/blog/

2024 0717 psyopsOS: a DIY infrastructure example

I’ve spent several years working on an Alpine-based OS for personal infrastructure. Its design goals are:

  1. OS is small and fully in RAM, and a single image is used for all nodes.
  2. The OS is easy to keep in your head and modify as needed.
  3. Upgrading the OS is easy.
  4. Nodes can boot and configure themselves over the network, but the network is not required for booting
  5. Configuration is kept in source control.
  6. Drift is kept in check because machines do not keep state except for explicitly mounted directories.

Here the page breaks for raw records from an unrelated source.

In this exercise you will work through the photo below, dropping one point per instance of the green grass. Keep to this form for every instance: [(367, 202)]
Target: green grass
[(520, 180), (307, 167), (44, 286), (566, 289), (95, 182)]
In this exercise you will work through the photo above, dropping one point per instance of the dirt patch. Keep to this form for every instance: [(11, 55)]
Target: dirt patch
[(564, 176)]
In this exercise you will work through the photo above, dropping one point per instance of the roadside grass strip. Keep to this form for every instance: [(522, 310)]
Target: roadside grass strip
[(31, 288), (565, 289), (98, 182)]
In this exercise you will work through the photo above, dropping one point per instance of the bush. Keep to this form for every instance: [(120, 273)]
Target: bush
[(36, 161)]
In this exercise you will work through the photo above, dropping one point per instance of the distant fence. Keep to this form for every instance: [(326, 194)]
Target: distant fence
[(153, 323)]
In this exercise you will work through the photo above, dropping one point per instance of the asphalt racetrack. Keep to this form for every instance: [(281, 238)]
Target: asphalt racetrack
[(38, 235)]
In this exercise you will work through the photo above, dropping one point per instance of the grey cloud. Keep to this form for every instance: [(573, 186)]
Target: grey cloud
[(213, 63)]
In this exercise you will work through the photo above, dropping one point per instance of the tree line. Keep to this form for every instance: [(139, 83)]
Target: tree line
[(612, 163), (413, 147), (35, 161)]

This is a whirlwind tour of what it is and how it works. It’s written for anyone who might want to customize the way their OS gets built and deployed. I didn’t start out understanding how Alpine’s init system or APK package repositories worked, and it was really exciting to realize that I could learn enough to make changes to them.

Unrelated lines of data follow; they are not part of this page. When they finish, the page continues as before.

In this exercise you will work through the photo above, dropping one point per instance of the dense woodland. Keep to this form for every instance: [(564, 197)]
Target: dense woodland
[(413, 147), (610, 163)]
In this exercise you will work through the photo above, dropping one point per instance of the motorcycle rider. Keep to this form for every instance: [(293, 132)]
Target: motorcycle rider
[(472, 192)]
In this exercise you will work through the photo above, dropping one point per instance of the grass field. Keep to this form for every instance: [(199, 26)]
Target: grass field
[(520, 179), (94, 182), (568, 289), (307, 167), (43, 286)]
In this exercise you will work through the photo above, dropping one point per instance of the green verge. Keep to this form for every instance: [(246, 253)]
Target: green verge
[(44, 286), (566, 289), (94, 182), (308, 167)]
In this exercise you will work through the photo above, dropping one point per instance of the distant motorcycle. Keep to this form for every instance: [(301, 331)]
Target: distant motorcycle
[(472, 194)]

What I’m describing here isn’t at all generic enough for someone else to want to use directly. As it is in its git repo, it’s only useful to me. But, in my opinion, the best thing about computers is the power to change whatever you want. I hope that someone will read this and find the individual changes or techniques useful, even if the sum isn’t.

I’m going to show it from the perspective of how I use it, and link to implementation details. When linking to implementation details, sometimes I’ll link to the tip of the master branch (which will point to new commits as I make them) alongside a link to a specific commit (which will continue to work even in the future if my master branch changes significantly).

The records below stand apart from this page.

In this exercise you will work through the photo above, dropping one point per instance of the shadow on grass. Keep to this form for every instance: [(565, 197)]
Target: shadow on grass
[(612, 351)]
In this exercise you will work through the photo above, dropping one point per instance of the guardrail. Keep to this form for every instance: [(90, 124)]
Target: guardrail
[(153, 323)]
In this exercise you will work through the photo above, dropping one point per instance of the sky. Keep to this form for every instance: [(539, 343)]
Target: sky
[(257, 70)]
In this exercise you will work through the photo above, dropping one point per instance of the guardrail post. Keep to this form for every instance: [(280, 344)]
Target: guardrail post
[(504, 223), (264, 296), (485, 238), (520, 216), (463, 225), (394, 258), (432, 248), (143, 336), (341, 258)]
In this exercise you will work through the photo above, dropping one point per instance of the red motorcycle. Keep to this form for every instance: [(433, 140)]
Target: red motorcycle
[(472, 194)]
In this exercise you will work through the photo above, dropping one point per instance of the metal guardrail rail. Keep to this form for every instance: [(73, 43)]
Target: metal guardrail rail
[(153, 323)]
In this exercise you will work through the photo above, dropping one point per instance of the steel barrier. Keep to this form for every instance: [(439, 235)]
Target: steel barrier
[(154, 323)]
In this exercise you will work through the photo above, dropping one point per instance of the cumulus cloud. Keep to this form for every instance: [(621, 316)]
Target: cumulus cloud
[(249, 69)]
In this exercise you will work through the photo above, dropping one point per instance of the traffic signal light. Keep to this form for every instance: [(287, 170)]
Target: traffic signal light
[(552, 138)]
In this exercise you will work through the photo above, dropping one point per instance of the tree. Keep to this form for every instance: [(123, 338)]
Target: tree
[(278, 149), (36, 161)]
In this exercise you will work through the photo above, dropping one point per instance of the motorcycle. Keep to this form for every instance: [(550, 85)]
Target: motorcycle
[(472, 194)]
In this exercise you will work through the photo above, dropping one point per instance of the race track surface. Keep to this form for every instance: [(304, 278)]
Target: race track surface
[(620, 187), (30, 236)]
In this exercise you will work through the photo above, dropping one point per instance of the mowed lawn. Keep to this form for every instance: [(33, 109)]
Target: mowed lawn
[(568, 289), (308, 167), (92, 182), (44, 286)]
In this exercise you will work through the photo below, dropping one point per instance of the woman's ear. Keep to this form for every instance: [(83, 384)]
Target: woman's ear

What I should have been working on instead

In 2022, I joined Indeed as a site reliability engineer, and since Indeed deploys virtually all its services on Kubernetes I wanted to get more hands on experience with it. I am very interested in home clusters, so I started working on a tiny bare metal cluster in my office called kubernasty, keeping public kubernasty lab notes. I was tearing down the cluster and starting over a lot, and I wanted a reproducible way to create it from scratch.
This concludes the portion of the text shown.